His physical vitality, always inadequate, was seriously impaired by the strain of the siege. He never fully recovered his strength and he died on March 26, 1902, two months before the Second Boer war was brought to a close by the Vereeniging Treaty.
He was a rich but honest man, and the great wealth which he amassed never led him to attach undue importance to the possession of it. He valued it not for his own advantage, but for its help in advancing his political and imperial schemes. He employed it creditably and without ostentation, and spent none of it in social display in London.
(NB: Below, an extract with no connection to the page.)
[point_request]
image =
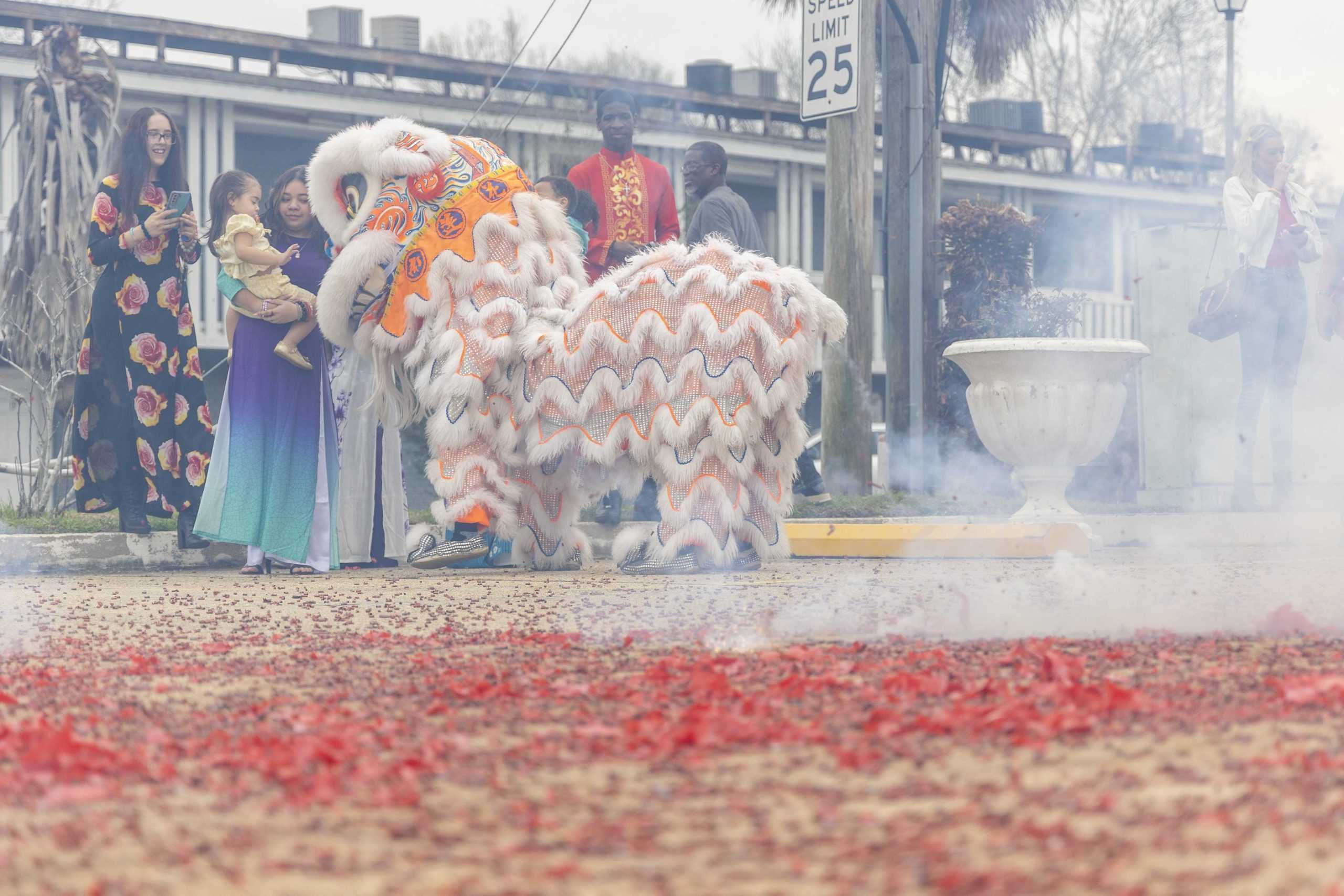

By his will he left the greater portion of it to the University of Oxford for the establishment of an amiable if somewhat quixotic system of bringing the various branches of the Anglo-Saxon race into association at a centre of learning and athletics, where they were to be leavened by a Teutonic admixture.
The vision of posthumous reputation allured him, and he delighted in the hope that the name of his own Rhodesia, like the cities which still bear the name of Alexander, would be on the lips of men of generations as far distant from his own as his own was from the days of the Great Macedonian.